FIG. 1 is a schematic cross-sectional view showing a step of forming an element isolation region by a conventional LOCOS method.

FIG. 2 is a schematic sectional view showing a process of forming an element isolation region by a conventional COSMOS method.

FIG. 3 is a schematic cross-sectional view at a stage of forming an element isolation region according to an example of the present invention.
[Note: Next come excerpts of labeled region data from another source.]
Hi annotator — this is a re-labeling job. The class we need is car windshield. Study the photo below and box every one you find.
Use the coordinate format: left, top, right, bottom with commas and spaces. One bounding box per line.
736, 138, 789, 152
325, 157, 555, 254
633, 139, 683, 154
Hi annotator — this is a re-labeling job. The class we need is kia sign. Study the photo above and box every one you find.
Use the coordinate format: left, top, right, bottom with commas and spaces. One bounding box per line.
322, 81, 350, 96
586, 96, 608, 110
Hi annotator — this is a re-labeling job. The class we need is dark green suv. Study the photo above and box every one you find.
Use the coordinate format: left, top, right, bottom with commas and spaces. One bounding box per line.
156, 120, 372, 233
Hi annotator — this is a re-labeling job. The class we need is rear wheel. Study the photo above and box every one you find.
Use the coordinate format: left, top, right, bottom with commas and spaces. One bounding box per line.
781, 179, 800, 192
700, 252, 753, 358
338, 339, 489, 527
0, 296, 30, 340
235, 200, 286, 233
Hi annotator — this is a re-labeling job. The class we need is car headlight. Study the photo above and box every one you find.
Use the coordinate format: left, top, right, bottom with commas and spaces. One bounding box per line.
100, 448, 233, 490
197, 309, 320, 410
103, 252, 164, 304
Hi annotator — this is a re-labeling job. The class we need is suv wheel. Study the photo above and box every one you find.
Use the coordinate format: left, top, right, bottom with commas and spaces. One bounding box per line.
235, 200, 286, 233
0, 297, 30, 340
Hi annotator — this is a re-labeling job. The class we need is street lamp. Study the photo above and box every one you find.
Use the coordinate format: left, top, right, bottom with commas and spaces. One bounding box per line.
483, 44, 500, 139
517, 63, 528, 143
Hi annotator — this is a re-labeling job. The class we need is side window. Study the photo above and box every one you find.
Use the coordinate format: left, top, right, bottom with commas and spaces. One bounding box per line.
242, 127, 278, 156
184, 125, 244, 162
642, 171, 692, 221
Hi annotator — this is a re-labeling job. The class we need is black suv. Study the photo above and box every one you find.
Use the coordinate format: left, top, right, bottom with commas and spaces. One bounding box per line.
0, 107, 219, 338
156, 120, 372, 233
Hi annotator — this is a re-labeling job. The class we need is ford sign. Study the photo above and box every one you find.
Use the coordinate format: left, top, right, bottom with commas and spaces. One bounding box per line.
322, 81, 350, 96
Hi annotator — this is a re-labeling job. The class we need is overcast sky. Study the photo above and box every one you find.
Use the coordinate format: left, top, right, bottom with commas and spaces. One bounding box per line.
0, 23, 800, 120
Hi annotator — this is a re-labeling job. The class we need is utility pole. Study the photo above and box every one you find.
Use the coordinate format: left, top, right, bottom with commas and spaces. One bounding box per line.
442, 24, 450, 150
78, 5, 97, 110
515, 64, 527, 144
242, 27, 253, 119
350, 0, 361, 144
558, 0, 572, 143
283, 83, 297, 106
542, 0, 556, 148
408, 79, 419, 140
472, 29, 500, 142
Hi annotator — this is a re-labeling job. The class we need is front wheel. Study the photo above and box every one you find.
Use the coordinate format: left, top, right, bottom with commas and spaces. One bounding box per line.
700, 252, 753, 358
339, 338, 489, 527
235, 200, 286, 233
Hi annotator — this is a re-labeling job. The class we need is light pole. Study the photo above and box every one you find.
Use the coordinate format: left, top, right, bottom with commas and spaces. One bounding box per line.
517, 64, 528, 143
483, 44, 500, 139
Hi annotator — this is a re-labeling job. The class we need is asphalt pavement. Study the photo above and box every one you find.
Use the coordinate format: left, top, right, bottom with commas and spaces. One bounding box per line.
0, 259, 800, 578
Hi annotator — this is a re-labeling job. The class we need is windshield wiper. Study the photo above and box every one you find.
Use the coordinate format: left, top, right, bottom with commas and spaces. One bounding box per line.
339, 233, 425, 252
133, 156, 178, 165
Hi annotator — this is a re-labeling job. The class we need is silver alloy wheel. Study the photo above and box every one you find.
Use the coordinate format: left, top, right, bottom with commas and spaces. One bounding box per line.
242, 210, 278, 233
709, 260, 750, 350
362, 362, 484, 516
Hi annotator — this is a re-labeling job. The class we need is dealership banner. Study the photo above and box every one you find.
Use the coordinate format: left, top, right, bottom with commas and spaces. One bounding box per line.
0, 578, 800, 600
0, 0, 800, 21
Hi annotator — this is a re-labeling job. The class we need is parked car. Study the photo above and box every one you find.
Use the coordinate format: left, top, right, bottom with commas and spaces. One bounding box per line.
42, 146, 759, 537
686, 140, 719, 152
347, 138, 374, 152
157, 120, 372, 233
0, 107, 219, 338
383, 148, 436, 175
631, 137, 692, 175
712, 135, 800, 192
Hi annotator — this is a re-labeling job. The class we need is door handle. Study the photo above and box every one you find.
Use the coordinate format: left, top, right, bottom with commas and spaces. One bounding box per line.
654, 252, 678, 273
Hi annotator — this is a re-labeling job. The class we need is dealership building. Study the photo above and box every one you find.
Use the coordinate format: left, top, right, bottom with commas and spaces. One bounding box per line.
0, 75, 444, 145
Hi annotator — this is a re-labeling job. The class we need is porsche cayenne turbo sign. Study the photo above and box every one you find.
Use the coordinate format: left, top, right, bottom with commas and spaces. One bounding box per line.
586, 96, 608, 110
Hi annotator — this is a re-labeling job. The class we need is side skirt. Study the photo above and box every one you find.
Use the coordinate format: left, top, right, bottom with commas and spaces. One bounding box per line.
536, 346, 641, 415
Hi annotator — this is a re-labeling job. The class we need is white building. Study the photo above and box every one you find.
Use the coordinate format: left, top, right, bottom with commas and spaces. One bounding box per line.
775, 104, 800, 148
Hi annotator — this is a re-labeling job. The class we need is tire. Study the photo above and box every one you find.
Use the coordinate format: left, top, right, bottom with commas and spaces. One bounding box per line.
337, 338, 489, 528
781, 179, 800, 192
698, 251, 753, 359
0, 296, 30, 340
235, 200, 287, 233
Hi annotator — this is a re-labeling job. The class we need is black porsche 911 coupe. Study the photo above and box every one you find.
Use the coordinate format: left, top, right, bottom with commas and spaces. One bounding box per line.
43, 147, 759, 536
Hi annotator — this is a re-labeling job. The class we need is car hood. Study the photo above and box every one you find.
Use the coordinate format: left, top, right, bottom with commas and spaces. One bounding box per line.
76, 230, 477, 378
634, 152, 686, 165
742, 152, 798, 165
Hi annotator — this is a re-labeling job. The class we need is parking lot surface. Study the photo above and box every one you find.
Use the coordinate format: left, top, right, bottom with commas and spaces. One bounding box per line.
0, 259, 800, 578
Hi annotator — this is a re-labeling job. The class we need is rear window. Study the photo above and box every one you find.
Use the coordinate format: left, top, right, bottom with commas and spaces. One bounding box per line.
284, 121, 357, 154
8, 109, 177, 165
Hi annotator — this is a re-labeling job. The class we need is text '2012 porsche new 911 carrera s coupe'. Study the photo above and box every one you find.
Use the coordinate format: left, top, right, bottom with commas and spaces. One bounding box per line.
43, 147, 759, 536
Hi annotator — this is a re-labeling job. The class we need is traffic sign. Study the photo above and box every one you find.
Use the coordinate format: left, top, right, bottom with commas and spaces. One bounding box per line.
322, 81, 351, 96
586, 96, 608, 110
FIG. 4 is a schematic cross-sectional view at a stage of forming an element isolation region according to an embodiment of the present invention.

[Explanation of symbols]

1 Si substrate (semiconductor substrate) 2 SiO ₂ film 3 Si ₃ N ₄ film 4 photoresist 5, 6 opening 7 element isolation region 8 sidewall spacer 9 etching region 10 diffusion region (reverse conductivity type diffusion region) 11 diffusion region (Electron relaxation region) 12 Diffusion region (Diffusion region of element formation region)

Claims (2)

[Claims] 1. A semiconductor substrate having an oxide film for separating an element formation region, wherein a diffusion region having a conductivity type opposite to that of the diffusion region of the element formation region is formed below the oxide film. An electron relaxation region of the same conductivity type as the diffusion region of the element formation region and having a low concentration is formed at a boundary portion between the diffusion region of the device formation region and the diffusion region of the opposite conductivity type. Semiconductor device. 2. A method of manufacturing a semiconductor device having an oxide film for separating an element formation region on a semiconductor substrate, the method comprising: forming an oxidation resistant mask film on the semiconductor substrate; and forming an opening in the oxidation resistant mask film. Forming and exposing the substrate, forming a sidewall spacer in the opening, etching the semiconductor substrate using the sidewall spacer as a mask to form an etching region, and etching the region A step of forming a thermal oxide film on the substrate, a step of forming a diffusion region of a conductivity type opposite to that of the element formation region by ion implantation below the thermal oxide film, and removing the sidewall spacers. A step of forming an electrolytic relaxation region by ion implantation at the boundary between the diffusion region of the element forming region and the diffusion region of the opposite conductivity type. And a method for manufacturing a semiconductor device.